The music industry has entered a state of instant shock as we mourn the passing of 8 avid concertgoers of Travis Scott’s annual festival, Astroworld.
Amongst a live gig stricken with grief, panic and turmoil, the international rapper has come under fire again for his controversial antagonising of the crowd to “start riots” and surge in waves – which was the unfortunate after-effects of what occurred on the 5th of November.
“It ain’t a mosh pit if there no injuries / I got ’em stage divin’ out the nosebleeds” – STARGAZING, Astroworld, 2018
With lyrics like these imprinted in the very songs included in Astroworld song list, Travis’s active curation for the “rage” atmosphere is undeniably too far merely for a live music concert. It is interesting to note that the “nosebleeds” he refers to here considered to be the most elevated seats in a stadium, which are called “the nose bleed sections.” His fans jump from “the nosebleeds” and injure themselves, causing literal nose bleeds. And we ask ourselves, how do these things happen?

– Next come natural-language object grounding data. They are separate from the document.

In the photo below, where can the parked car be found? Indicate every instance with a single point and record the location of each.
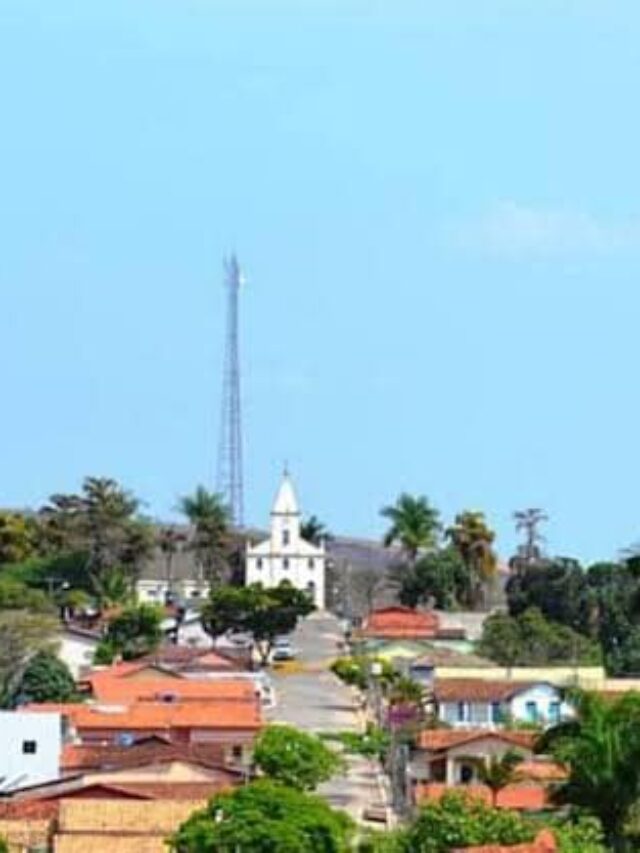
(283, 650)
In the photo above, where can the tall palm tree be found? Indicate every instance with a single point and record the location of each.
(600, 747)
(528, 521)
(497, 772)
(415, 525)
(210, 519)
(169, 542)
(473, 539)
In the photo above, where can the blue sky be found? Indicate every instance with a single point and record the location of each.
(437, 209)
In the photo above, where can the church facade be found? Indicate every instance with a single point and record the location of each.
(285, 555)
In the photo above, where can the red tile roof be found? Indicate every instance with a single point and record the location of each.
(478, 689)
(109, 689)
(78, 757)
(232, 714)
(523, 797)
(401, 623)
(435, 740)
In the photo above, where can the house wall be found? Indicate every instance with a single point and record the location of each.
(20, 731)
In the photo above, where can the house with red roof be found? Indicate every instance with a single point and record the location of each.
(448, 758)
(465, 702)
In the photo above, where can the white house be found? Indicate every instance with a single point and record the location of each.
(285, 555)
(464, 702)
(30, 747)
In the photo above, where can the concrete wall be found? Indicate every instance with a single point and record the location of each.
(20, 733)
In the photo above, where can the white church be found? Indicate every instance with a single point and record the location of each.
(285, 555)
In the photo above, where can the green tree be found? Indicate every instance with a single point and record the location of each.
(18, 537)
(170, 541)
(210, 519)
(45, 679)
(473, 539)
(135, 632)
(558, 588)
(440, 577)
(414, 525)
(601, 749)
(498, 772)
(531, 640)
(264, 613)
(22, 635)
(18, 596)
(458, 821)
(295, 758)
(265, 817)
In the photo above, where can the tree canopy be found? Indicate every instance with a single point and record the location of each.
(263, 612)
(133, 633)
(531, 640)
(45, 679)
(414, 525)
(265, 817)
(295, 758)
(601, 749)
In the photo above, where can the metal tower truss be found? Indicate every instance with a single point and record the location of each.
(229, 480)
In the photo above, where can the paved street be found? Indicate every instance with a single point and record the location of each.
(315, 700)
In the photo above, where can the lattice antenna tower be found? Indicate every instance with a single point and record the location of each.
(229, 480)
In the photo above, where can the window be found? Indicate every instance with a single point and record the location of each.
(554, 712)
(497, 715)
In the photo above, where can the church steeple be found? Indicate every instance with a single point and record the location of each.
(286, 502)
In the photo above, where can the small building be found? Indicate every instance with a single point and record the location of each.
(464, 702)
(451, 758)
(29, 748)
(285, 555)
(408, 628)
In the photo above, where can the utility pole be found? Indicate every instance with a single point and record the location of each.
(230, 476)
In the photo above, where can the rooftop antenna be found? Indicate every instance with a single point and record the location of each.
(229, 482)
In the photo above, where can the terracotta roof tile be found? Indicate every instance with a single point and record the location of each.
(77, 757)
(523, 797)
(478, 689)
(140, 716)
(441, 739)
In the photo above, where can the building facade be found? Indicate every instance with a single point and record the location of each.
(29, 748)
(285, 555)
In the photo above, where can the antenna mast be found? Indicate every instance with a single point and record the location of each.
(229, 480)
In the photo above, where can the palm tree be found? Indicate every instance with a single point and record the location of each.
(528, 521)
(415, 525)
(210, 519)
(169, 541)
(497, 772)
(473, 539)
(600, 747)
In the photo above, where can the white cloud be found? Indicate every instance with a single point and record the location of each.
(511, 228)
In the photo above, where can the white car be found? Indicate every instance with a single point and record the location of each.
(283, 650)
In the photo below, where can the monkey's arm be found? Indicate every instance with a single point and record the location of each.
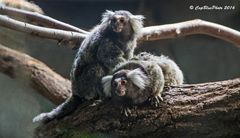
(110, 55)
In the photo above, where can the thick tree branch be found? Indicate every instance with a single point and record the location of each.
(148, 33)
(71, 38)
(30, 71)
(189, 28)
(39, 19)
(200, 110)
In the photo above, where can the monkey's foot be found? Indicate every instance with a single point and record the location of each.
(43, 117)
(96, 102)
(125, 111)
(155, 100)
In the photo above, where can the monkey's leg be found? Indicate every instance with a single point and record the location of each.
(125, 111)
(158, 85)
(62, 110)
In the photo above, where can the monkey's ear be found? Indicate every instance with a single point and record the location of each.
(137, 22)
(106, 82)
(138, 77)
(107, 15)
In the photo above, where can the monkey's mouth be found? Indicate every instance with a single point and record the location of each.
(117, 28)
(121, 92)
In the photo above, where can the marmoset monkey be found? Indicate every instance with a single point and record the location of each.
(172, 73)
(108, 44)
(135, 82)
(142, 78)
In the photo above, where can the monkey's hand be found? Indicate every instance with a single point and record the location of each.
(125, 111)
(155, 100)
(43, 117)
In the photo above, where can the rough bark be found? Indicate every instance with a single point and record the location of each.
(34, 73)
(197, 110)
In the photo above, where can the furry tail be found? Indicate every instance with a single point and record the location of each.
(61, 111)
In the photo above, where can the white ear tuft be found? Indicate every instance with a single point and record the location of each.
(106, 82)
(137, 22)
(106, 15)
(138, 77)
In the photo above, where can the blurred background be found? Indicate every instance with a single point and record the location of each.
(202, 58)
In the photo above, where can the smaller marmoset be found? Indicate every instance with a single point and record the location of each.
(135, 82)
(172, 73)
(141, 79)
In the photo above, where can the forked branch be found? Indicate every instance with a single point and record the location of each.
(24, 68)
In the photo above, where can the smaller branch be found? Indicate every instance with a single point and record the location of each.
(72, 38)
(39, 19)
(196, 26)
(40, 77)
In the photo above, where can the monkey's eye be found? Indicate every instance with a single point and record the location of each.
(115, 84)
(123, 82)
(114, 20)
(121, 20)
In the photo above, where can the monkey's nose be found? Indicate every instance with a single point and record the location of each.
(118, 18)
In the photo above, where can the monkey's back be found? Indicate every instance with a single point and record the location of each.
(153, 72)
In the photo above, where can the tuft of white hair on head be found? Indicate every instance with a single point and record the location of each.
(106, 15)
(106, 82)
(137, 23)
(138, 78)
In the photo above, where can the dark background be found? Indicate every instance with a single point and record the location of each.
(202, 58)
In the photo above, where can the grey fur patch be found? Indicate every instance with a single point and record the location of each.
(138, 78)
(106, 82)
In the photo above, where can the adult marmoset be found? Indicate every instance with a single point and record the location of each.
(108, 44)
(140, 79)
(134, 82)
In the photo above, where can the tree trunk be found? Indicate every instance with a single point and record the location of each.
(194, 110)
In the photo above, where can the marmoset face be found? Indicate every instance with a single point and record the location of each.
(120, 83)
(120, 22)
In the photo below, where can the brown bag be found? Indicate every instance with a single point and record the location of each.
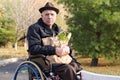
(54, 58)
(59, 60)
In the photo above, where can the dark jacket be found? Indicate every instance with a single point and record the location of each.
(38, 31)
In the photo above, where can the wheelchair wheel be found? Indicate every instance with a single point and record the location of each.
(28, 70)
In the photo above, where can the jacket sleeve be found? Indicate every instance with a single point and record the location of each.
(34, 43)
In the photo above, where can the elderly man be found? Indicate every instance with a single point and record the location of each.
(46, 27)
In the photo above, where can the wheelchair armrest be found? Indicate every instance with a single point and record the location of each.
(37, 56)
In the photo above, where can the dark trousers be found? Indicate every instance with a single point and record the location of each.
(67, 71)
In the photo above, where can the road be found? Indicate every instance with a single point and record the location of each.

Since the travesty that night, both Travis Scott and Drake have been sued over the deadly US festival crush, simply for being irresponsible and merely ignoring the rampant cries of the crowd urging him to stop the performance.
“Defendants failed to properly plan and conduct the concert in a safe manner.”
But, among many others, this is not the first time such an incident has occurred when it comes to Travis Scott and his live gigs. Where warning signs were ignored from previous accidents – including a paralyzed fan urged to jump from a balcony – many questions are being directed to those event organisers that let this happen again.
When the promo video from previous years is used to hype chaos itself, is it any wonder these things occur so predominantly among his fans?